• lost generation*dan sonra dunyaya gelen,80 leri pek bi hatırlamayip gozunu berlin duvarinin yikilmasi ile hafif aralayan,grunge etkisinde buyumus,renkli televizyon ve cok kanalli devrin kurbani olmus,tam yetistik,koptuk artik derken bi kisminin inandigi degerlere ** toplum tarafindan saldirilindigini gorup kendi kabuguna cekilen,8 yillik egitimin ilk mezunlarininda icinde bulundugu kusak...(bkz: turk gencligi)
  • depolitizasyonun ilk meyvaları
  • 69 kusagi'nin kendinden sadir olan, kupeli genclik olarak tanimlayip buyurdugu, pek bir sefkatle(!) bagrina bastigi kusak.
    (bkz: kupeli genclik)
  • nasıl ki 68 kuşağını 1945-1955 arası doğanlardan oluşmuşsa, 80 kuşağını da seksenli yıllarda teenage ya da yirmilerin başında olanlar oluşturur. yani ilköğretimin ilk mezunları olsa olsa seksenlerde doğmuşlardır, konu dışıdırlar..
  • şimdilerde; türk şiirinde çözülememiş bir kuşak olarak, tasfiye edilme fikriyle de anılan şairler bu kuşaktandır. bir postikinciyeni sendromu daha! ikinci yeni hakkında bile yeteri derdimiz var iken şu sıralar edebiyat dergilerini meşgul eden mühim bir konu olmuş durumda 80 kuşağı. tasfiye elbet çok saçma olur ve fakat 80 kuşağı diye bir kategorizasyonun da iddialı olduğunu düşünmekteyim. sanırım bir ilacın etkisini gözlemek amaçlı kişilerin üzerinde uygulanması/gözlenmesi gereken tedavi süreci henüz miadını doldurmuş değil! öyle ki bu süreç; ikinci yeni için bile kimi taraflarıyla hala çatlayıp sarsılma durumuna sahip. hayırlısı diyelim...
  • [bazıları için] 60'larda ve 70'lerde, bazen canları pahasına mücadele eden anne ve babalarının intikamını kapitalizmden alıp alamayacaklarını çok merak ettiğim kuşak. henüz bir hareketlilik yok. yine de ne demiş aragorn: "there is always hope"

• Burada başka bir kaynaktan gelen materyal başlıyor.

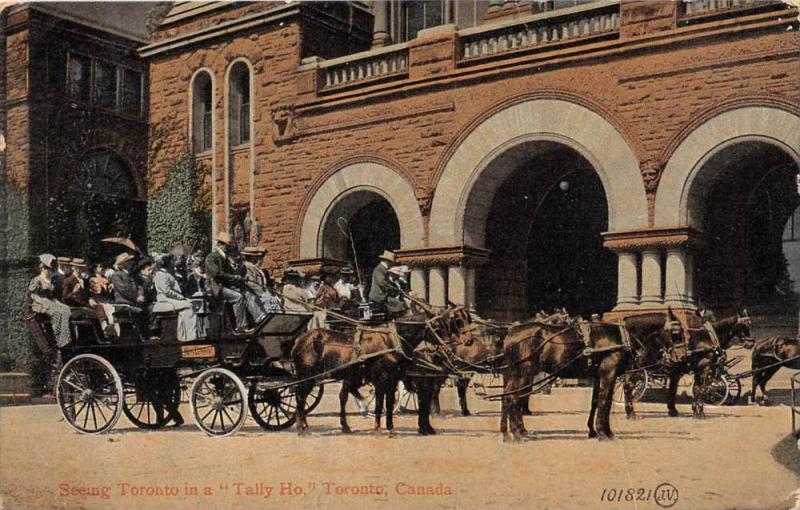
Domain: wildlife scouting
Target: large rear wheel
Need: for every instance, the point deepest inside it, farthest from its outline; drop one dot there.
(89, 394)
(219, 402)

    çok zorlu bir macerayı anlatan filmler var hani, yüzüklerin efendisi gibi, matrix gibi. hepsinde insanların başına en olmadık işler gelir, her an bırakıp gitme isteği uyandıracak olaylar, umudu sıfıra indiren belalar.

    hayalkırıklıkları.

    o filmlerde asla pes etmeyenlerin hikâyesi anlatılır. "sonunda başardık"... ne kadar sade, ve ne kadar derin.

    commander lock, "perhaps we can hope" diyen konsey başkanına, sert bir cevap verir:
    "i am afraid, hope is an indulgance i don't have time for."

    the architect de neo'ya şöyle der: "hope. it is the quintessential human delusion, simultaneously, the source of your greatest strength and your greatest weakness."

    those were the days şarkısının zaman kipini değiştirebilir mi bu kuşak? these are the days diyebilecek miyiz şu yüzyılda?

    sevinç içinde çocuk yapabilecekler mi bu "çocuk"lar?
  • hiç olmazsa biz dönek değiliz diyen kuşaktır.
  • anasi 'eerrrrooooolll' diye bagirmadan once pergel,silgi ve cikolata alacagini soyleyen cocugu hatirlayan,o cocugun simdi acaba ne yaptigini merak eden kusak.